After the record was set, there was a small gathering for the players and coaches. “The guys all came, but their hands were still gray and wrinkled. They looked like alien hands. All of them had green algae growing in their ears. After being here for 40 minutes they were pooped, so they left … I woke up around 12:30 or so, got up, took five or six steps, and both my hamstrings and calves cramped up like no tomorrow. I went down! Just totally cramped up from being up, standing, for over 40 hours, constantly moving.”
With decades of routine and experience in a job as rigorous as coaching, I asked coach Harper how he plans on filling his days now that he’s retired, and whether he has anything lined up.
“I’m busy by nature, I’m not just going to be a couch potato. I will still be connected to this program, I’ll be its biggest fan … I don’t know what I’m going to do, but I know it’s going to be good. I don’t have any anxiety over it.”
Near the end of our interview, I told Coach Harper that his retirement reminded me of that of Duke University men’s basketball coach Mike Krzyzewski, who has had a prolonged farewell tour this season soured by two upset losses to heated rival University of North Carolina, Chapel Hill, the latter in the Final Four. We’ve known all season that Krzyzewski would retire, so every game was a moment of closure, every tournament game could have been his last. But Harper announced his retirement in the offseason, so he didn’t have any such farewell tour, and I asked him if this was intentional.

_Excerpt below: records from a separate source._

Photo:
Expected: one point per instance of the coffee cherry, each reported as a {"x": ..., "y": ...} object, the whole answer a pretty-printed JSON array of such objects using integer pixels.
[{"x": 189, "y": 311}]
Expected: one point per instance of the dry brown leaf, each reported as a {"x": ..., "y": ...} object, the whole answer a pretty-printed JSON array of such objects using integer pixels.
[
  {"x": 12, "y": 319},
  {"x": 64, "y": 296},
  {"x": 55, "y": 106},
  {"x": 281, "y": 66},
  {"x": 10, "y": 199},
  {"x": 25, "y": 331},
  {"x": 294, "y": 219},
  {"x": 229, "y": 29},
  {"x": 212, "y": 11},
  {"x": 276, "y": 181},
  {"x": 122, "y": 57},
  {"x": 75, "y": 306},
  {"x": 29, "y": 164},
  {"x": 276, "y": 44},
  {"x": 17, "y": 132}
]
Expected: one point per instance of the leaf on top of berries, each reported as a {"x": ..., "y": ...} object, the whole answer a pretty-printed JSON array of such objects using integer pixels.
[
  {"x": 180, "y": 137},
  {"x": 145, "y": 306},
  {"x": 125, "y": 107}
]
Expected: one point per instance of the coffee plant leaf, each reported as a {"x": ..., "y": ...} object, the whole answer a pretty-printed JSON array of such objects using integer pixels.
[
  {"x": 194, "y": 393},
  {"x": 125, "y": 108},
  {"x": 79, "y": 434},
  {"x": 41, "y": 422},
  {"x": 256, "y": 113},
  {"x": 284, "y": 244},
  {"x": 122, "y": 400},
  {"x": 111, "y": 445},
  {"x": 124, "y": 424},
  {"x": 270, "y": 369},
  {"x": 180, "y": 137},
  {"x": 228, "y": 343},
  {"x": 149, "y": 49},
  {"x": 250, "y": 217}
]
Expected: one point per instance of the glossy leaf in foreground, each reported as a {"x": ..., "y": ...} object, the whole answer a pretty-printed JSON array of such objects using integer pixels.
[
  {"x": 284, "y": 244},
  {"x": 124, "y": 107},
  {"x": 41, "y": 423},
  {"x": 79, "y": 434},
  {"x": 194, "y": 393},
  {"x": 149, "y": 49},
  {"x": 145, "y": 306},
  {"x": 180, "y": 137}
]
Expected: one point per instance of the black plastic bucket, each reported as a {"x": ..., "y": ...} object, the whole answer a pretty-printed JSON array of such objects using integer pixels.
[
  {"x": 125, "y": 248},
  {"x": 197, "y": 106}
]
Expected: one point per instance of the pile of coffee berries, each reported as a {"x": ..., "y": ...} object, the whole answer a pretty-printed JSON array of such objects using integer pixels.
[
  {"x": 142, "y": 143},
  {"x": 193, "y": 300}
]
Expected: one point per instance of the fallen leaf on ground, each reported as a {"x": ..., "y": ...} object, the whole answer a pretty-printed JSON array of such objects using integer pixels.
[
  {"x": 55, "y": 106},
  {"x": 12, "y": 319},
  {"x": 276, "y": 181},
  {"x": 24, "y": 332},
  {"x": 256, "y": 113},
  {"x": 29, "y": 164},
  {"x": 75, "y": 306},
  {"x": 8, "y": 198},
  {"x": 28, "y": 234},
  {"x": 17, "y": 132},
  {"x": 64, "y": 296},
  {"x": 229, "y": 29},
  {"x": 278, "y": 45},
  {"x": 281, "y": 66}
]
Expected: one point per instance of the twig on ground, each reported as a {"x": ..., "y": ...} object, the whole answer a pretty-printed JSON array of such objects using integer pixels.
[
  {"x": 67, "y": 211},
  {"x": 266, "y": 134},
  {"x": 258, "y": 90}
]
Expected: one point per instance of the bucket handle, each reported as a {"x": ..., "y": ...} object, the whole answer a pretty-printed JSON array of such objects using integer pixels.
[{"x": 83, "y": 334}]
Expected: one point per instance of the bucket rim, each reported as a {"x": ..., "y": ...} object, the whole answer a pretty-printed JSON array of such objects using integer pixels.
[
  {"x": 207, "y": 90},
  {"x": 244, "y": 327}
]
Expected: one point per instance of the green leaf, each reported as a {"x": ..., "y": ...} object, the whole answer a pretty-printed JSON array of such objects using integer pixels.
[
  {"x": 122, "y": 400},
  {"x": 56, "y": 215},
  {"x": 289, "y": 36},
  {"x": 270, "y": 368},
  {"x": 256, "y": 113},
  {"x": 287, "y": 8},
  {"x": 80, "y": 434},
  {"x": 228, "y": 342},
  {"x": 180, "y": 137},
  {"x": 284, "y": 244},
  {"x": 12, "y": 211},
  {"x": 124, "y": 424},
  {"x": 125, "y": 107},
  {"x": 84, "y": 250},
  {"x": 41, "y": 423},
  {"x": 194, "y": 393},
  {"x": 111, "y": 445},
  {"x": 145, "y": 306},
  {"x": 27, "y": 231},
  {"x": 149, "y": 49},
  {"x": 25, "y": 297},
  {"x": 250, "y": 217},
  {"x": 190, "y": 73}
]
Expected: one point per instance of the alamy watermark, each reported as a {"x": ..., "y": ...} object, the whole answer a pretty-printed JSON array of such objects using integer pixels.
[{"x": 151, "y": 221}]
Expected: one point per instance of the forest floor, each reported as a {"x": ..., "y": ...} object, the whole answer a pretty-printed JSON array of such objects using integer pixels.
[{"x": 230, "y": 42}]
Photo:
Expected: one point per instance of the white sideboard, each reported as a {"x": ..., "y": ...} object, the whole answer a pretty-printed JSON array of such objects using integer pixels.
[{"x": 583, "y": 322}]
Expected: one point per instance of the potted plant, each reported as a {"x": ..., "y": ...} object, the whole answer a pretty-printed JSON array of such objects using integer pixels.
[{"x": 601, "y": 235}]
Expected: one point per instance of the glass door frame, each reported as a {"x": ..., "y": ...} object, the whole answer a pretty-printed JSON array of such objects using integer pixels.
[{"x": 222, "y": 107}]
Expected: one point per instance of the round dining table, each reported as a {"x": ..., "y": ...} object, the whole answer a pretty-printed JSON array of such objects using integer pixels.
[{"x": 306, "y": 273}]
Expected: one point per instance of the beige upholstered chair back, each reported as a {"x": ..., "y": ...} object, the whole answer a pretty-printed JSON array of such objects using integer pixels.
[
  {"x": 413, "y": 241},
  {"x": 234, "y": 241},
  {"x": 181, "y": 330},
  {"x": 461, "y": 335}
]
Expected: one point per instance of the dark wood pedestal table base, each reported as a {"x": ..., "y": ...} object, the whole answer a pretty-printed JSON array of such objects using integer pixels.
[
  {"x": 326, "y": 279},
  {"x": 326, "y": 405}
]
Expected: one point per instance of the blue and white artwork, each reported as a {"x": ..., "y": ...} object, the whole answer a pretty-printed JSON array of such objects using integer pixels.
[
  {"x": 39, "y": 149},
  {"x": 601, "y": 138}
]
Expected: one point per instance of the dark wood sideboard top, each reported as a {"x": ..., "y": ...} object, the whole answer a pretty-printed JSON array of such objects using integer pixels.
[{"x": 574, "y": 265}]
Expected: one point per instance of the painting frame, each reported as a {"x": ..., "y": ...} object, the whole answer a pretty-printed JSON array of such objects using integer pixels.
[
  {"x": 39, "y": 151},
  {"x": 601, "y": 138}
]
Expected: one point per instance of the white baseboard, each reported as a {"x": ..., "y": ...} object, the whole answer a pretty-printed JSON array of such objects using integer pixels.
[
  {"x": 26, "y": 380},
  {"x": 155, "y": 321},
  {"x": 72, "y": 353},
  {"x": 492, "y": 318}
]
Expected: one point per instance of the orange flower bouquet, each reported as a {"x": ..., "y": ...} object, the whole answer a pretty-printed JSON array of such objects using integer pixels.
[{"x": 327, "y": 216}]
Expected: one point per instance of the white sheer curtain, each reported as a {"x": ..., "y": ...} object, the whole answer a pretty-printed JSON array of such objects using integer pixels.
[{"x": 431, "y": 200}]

“That Krzyzewski thing was a bit of an influence for me,” Harper said. “… He’s an awesome coach, however, he and I differed on that. I did not want that. While there obviously is going to be a group of guys who can say ‘We played for Denny his last season,’ I did not want ‘We’re the team that’s going to have to play for Denny.’ I would maintain that that was hard on the [Duke] players, I don’t think it was fair to the players … I’m glad the way that I did it.”
Harper says he’ll still be at Triton water polo games, and the men’s water polo program will continue to be a force under Ustaszewski. But the retirement of Coach Harper — among the most accomplished members of the entire UCSD community, and a link back to decades of campus history — represents the end of an era for Triton athletics as a whole.